ForbesNov 22nd 2007 10:39PM
Get used to it. As people read less from newspapers and magazines, MP3's reduce radio listenership, cable, DVD's, internet... marketers will always be on the look out for new places that get your undivided attention. Like your cell phone.
LisaNov 22nd 2007 10:41PM
This is a horrible idea, and I don’t just mean the adverts they want to force (they already have them playing over the whole store…shudder), but the amount of money it’d take the store to repair those handles once they break. You don’t need to work at a grocery store ( though I already do) to know how bad those carts are roughed up while being round up and taken back inside. Someone could slash their hand on a fractured screen, raise a ruckus, sue, bla bla bla. This’d cause more hassles than benefits, and just wouldn’t be worth it.
MikeNov 22nd 2007 11:11PM
No piece of advertising I've ever seen comes close to being as annoying as the Lavalife dating service abomination on Sympatico MSN. Now they've made it even longer and more insulting and annoying, and to make things worse it gets wedged and makes it impossible to view the Video I've put up with it to see. If they start putting that kind of garbare in my face as threatened on shopping carts, I'll do the duct tape gag and if anybody squawks I'm out of there.
MikeNov 22nd 2007 11:21PM
In answer to Forbes's comment; has anyone ever considered the possibility that people read fewer newspapers and magazines and listen to less radio because they're fed up with mindless garbage advertising that goes on until the mystical moment of dullness. I completely stopped watching network TV years ago.

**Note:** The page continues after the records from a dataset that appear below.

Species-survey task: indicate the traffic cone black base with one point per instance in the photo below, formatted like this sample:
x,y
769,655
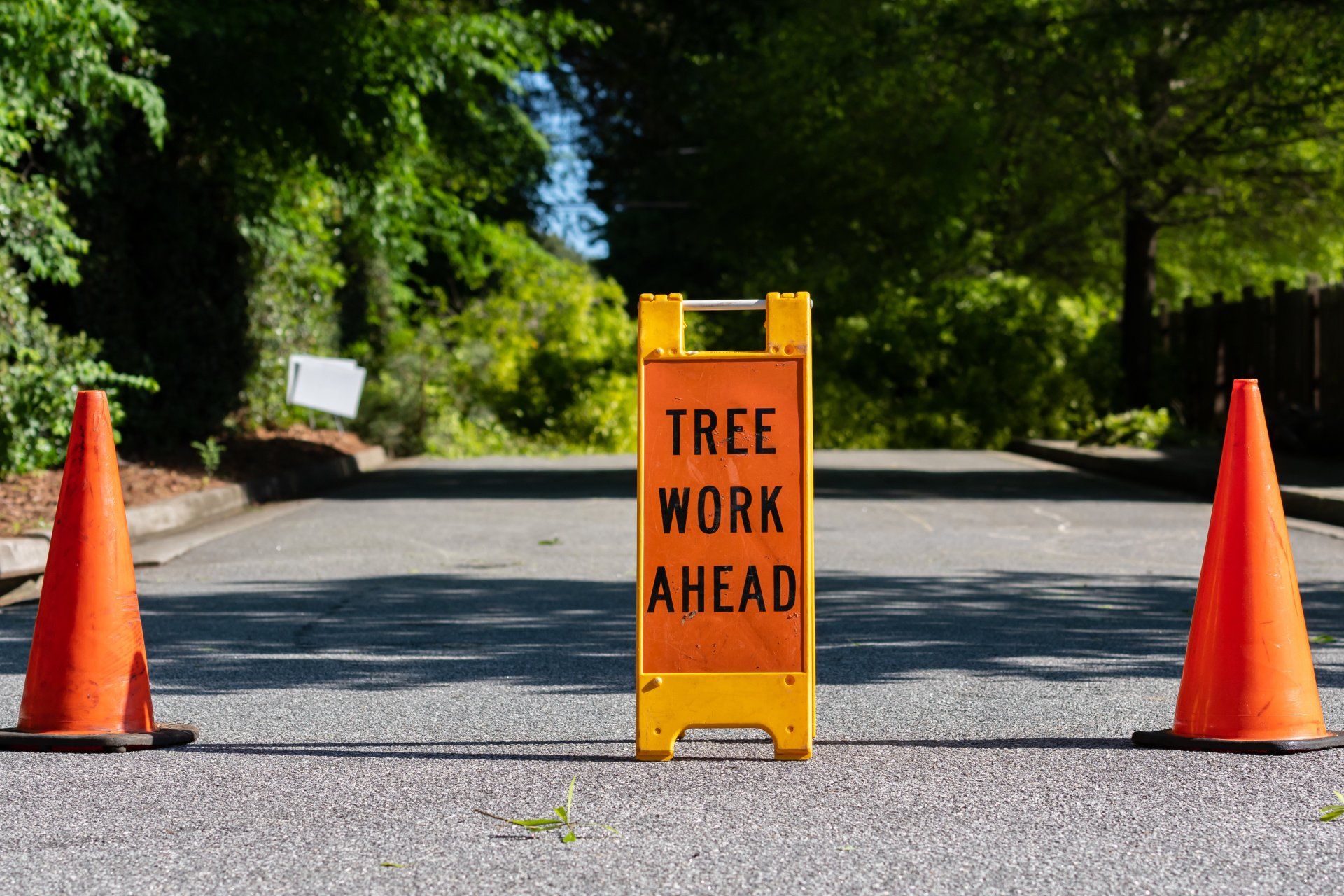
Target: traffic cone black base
x,y
111,742
1167,741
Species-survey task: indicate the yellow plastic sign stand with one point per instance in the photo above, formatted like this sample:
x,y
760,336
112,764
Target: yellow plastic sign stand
x,y
726,617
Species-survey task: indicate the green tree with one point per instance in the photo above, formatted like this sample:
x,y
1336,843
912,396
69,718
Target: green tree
x,y
1198,115
69,73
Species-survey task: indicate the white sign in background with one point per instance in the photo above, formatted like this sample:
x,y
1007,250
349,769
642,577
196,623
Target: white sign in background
x,y
328,384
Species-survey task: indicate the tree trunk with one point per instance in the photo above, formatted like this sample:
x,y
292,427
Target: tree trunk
x,y
1136,324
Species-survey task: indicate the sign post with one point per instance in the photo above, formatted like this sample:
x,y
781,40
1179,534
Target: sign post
x,y
726,629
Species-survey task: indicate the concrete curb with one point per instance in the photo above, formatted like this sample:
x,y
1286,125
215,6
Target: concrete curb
x,y
26,555
1180,472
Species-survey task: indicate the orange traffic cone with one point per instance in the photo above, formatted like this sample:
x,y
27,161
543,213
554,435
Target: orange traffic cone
x,y
88,685
1249,684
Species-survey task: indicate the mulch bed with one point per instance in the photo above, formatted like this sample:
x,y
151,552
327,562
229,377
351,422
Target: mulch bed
x,y
30,501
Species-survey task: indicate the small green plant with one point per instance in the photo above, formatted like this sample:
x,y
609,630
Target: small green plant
x,y
211,451
562,821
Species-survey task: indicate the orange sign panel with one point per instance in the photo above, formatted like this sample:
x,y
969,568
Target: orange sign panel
x,y
724,593
723,516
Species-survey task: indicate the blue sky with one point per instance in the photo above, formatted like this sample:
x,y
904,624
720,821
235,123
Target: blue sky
x,y
569,213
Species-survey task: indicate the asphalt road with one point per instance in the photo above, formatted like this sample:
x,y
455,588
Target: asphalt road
x,y
448,636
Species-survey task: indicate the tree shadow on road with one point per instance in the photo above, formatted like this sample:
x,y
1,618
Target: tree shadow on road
x,y
619,481
577,636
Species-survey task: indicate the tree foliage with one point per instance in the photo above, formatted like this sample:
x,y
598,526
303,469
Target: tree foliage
x,y
69,73
878,153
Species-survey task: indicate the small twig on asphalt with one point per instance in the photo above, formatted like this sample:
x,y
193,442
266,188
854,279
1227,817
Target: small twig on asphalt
x,y
561,821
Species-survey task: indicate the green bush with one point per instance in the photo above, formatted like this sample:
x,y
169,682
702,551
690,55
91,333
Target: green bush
x,y
293,279
547,355
1140,428
964,363
542,360
41,372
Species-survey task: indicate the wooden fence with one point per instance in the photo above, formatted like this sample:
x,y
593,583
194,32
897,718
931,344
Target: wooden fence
x,y
1292,342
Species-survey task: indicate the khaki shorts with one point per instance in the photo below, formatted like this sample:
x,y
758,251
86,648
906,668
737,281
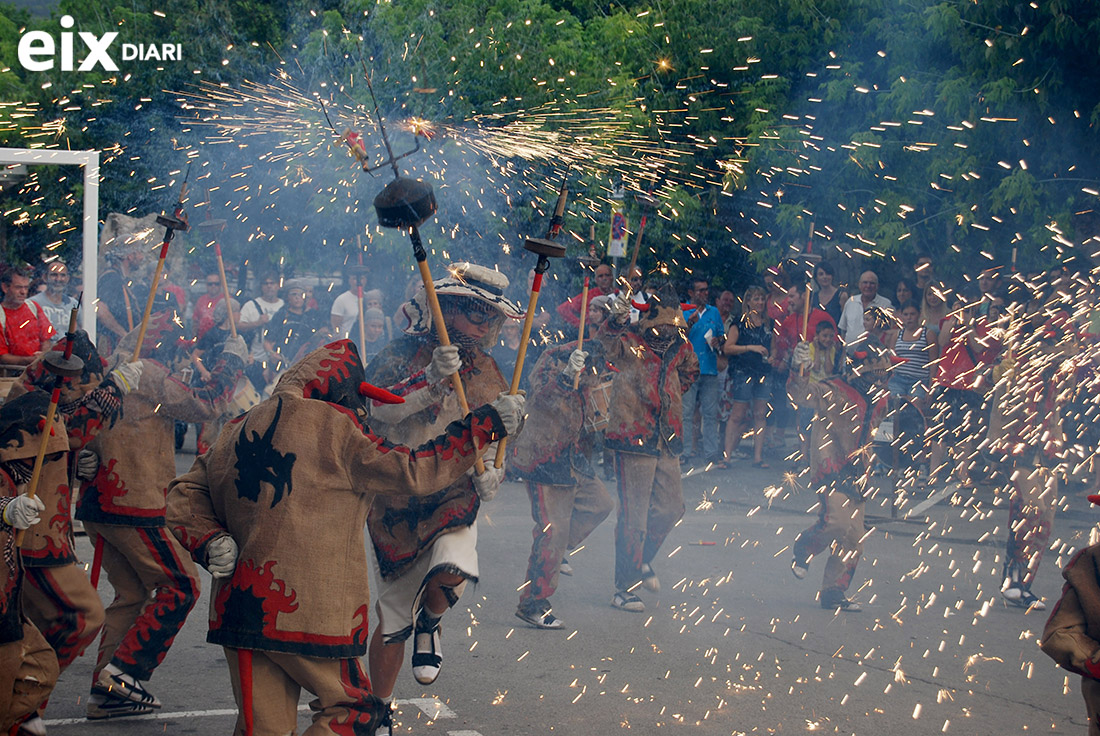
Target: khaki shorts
x,y
398,600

noreenkernerNov 22nd 2007 11:31PM
How many times will they be out in the rain, snow, etc before they short out and I won't have to read them anymore? Carts get slammed around all the time in the parking lot, how durable will they be?

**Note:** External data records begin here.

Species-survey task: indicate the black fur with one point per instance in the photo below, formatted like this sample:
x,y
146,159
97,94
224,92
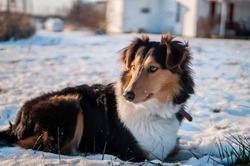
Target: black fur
x,y
40,115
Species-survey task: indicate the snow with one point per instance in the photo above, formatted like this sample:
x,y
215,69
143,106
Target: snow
x,y
50,61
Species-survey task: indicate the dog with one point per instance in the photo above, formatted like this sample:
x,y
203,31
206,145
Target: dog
x,y
136,118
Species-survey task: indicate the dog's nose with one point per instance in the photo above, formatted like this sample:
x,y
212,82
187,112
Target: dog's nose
x,y
129,95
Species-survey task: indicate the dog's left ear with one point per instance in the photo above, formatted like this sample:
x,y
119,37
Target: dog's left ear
x,y
176,52
128,54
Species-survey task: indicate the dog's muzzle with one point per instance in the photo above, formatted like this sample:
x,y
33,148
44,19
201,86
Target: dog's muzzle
x,y
129,95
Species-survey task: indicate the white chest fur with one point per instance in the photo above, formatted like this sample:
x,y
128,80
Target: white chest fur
x,y
153,124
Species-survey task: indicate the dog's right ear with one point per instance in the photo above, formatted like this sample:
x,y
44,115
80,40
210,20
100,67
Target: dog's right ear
x,y
128,53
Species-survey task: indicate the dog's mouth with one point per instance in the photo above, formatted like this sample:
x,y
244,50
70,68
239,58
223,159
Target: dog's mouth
x,y
148,96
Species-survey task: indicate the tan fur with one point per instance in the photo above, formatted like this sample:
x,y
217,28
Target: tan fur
x,y
73,97
71,147
162,84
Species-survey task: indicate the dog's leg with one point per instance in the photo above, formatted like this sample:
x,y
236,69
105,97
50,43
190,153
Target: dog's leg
x,y
71,146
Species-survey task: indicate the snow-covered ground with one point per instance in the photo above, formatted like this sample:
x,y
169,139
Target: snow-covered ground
x,y
51,61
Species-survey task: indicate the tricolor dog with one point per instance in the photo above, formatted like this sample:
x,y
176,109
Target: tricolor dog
x,y
135,118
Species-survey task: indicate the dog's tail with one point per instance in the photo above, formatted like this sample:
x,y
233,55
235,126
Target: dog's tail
x,y
7,138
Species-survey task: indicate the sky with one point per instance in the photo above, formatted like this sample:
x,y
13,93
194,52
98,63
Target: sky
x,y
44,7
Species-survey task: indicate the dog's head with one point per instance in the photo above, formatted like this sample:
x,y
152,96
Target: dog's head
x,y
159,70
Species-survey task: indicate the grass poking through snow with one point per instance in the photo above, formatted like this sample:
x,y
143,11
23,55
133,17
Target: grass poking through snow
x,y
235,151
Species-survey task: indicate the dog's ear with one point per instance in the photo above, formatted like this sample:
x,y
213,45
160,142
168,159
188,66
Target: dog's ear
x,y
176,52
128,53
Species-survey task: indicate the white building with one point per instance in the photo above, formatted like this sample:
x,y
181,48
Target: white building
x,y
180,17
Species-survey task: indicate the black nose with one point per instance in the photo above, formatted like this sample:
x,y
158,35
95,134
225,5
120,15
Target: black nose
x,y
129,95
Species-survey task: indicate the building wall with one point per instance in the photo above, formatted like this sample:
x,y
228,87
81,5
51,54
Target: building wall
x,y
157,16
242,13
114,16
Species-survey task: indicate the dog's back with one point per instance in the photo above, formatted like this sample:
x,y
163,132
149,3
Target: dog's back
x,y
136,118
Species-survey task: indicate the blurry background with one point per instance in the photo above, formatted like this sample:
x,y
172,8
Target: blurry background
x,y
190,18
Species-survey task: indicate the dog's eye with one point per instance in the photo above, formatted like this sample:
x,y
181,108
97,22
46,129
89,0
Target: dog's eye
x,y
132,67
152,69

ZenManDoNov 22nd 2007 11:58PM
I'd rather find cheaper apples. This would only annoy me enough to not even buy what they were pitching if that was the only thing that I came into the store to buy.
Bradford L RutterNov 23rd 2007 1:11AM
One time I had got some e-mail that said when you got spam, to send as many replies as you could to clog up teir web site. So not thinking I replied, and copyed that and replied a few times and then copyed that. Ect. And filled up to Copy window too. I sent it and was imeadiatly bumped from AOL. I had filled up the send window and copy window with a total of 527 E-Mails. I had to phone them to get reinstated. I explained things. And then I asked them why I could copy and paste that many in the e-mail send blocks if you weren't allowed to send that many????????

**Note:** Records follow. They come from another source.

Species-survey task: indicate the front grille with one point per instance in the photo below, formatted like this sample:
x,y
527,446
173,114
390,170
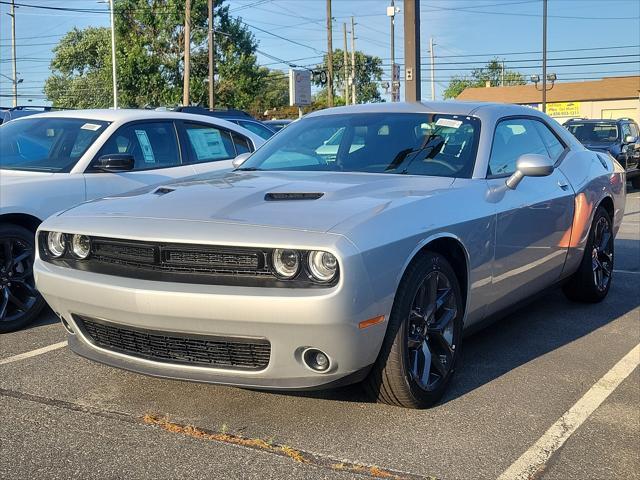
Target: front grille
x,y
217,352
179,258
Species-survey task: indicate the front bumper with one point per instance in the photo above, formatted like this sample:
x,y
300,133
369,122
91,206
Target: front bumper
x,y
290,319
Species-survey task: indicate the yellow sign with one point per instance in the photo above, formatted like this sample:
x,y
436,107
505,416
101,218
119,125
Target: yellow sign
x,y
563,109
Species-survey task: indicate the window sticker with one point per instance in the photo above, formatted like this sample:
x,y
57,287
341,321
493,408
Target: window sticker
x,y
207,143
448,122
145,145
91,126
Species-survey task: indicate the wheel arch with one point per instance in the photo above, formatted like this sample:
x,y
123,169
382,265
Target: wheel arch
x,y
452,248
607,204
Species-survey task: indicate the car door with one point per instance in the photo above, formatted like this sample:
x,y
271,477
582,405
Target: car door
x,y
533,220
208,147
157,155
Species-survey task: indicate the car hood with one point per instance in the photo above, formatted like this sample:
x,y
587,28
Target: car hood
x,y
11,177
312,201
600,146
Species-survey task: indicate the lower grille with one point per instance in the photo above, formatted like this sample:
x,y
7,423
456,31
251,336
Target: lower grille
x,y
219,352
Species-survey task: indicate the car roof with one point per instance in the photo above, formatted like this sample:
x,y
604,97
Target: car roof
x,y
601,120
452,107
125,115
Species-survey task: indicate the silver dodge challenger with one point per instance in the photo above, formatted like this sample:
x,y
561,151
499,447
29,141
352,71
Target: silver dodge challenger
x,y
358,244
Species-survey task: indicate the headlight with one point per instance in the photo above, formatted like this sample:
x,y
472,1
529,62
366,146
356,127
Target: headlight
x,y
286,262
323,265
81,246
56,244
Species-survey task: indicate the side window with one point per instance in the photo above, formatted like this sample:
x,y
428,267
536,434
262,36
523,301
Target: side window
x,y
550,141
208,143
243,145
152,144
513,138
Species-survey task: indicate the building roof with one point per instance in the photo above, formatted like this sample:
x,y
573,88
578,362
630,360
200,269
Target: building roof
x,y
613,88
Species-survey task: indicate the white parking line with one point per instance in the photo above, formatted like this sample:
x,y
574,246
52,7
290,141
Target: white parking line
x,y
33,353
533,459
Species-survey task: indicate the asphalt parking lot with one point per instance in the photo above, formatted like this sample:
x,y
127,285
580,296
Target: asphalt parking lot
x,y
66,417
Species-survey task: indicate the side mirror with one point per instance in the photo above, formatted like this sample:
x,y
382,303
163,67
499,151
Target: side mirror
x,y
240,159
115,162
530,165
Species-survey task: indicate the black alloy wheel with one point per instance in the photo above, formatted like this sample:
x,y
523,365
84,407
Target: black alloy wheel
x,y
20,302
602,254
591,282
421,347
431,345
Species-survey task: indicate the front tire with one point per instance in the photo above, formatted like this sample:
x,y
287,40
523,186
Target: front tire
x,y
20,302
591,283
422,344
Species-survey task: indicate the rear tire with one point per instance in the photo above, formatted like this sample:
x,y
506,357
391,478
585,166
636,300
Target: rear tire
x,y
20,302
591,283
422,344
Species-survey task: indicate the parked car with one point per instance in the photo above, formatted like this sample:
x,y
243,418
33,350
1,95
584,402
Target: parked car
x,y
620,138
12,113
238,117
296,272
277,125
52,161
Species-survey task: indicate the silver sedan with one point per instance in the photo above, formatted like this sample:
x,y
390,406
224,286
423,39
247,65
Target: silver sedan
x,y
356,245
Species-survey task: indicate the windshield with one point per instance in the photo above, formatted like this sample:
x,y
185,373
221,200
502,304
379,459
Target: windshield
x,y
591,132
257,128
404,143
46,144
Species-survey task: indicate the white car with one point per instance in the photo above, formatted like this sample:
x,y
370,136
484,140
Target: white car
x,y
52,161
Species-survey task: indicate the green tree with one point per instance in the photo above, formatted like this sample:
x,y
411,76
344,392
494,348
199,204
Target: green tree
x,y
368,76
479,77
150,53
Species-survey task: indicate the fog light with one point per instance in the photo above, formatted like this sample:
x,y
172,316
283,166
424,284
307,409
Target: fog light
x,y
286,263
66,325
316,360
323,265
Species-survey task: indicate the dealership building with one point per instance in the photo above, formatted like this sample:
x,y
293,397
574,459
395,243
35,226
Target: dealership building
x,y
614,97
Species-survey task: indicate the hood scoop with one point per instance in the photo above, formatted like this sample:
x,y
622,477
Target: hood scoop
x,y
163,190
281,196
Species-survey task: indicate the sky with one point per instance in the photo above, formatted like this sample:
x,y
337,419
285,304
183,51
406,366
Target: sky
x,y
587,39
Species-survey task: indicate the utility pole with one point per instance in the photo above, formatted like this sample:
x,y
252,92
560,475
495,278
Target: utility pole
x,y
353,62
345,67
412,91
187,53
212,46
114,75
13,48
391,13
544,56
433,79
329,56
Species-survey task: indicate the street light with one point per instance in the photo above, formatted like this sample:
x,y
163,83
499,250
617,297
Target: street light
x,y
113,53
546,79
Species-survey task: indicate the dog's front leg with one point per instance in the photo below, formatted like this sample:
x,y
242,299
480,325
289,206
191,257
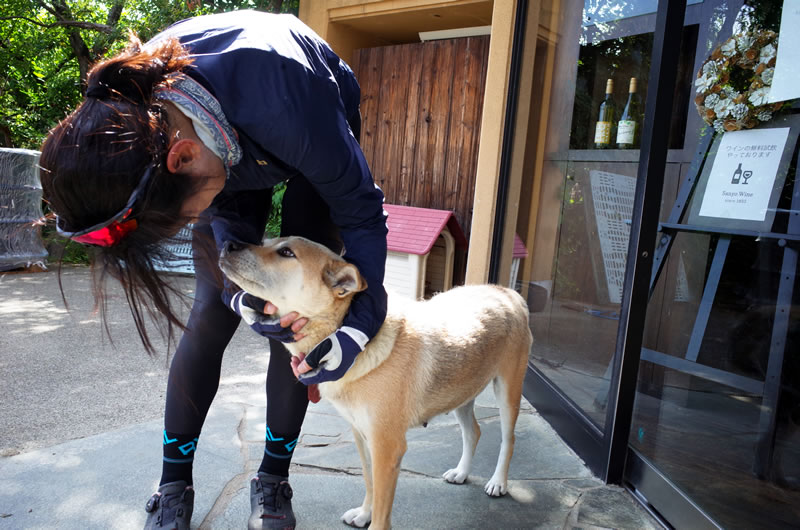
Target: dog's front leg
x,y
361,516
387,449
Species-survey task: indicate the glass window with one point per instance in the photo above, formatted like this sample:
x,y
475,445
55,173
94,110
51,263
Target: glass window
x,y
718,403
717,408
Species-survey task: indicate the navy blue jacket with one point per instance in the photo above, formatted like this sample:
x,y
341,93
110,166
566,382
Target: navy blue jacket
x,y
289,97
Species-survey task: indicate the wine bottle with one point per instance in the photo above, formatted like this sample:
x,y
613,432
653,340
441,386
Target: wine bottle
x,y
629,124
737,175
606,118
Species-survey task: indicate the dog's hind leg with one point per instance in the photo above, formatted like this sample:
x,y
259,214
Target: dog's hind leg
x,y
470,433
387,448
361,516
507,393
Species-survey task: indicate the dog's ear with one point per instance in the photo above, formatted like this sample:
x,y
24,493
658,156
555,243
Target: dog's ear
x,y
343,279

I was thinking that I did a bit against Spam.
But they never answered me on that.
Teeh, Who Needs Them??????????
Zardoz & Brad
WTOLawyerNov 23rd 2007 1:56AM
The reason for AOL's action was easy to understand: you became the email of record of the spam! You should already know that most of the "return" addresses are hijacked accounts; that most of the senders listed were not the ones seing the mail. In effect, what you did was to spam those innocent folks whose emails were used in the first instance.
In response to an earlier comment about e-mail and advertising, that issue is easily resolved. Use a fee-paying account instead of a free, advertising-based account. Isn't that the best solution if you prefer not to see advertising in exchange for using a free service?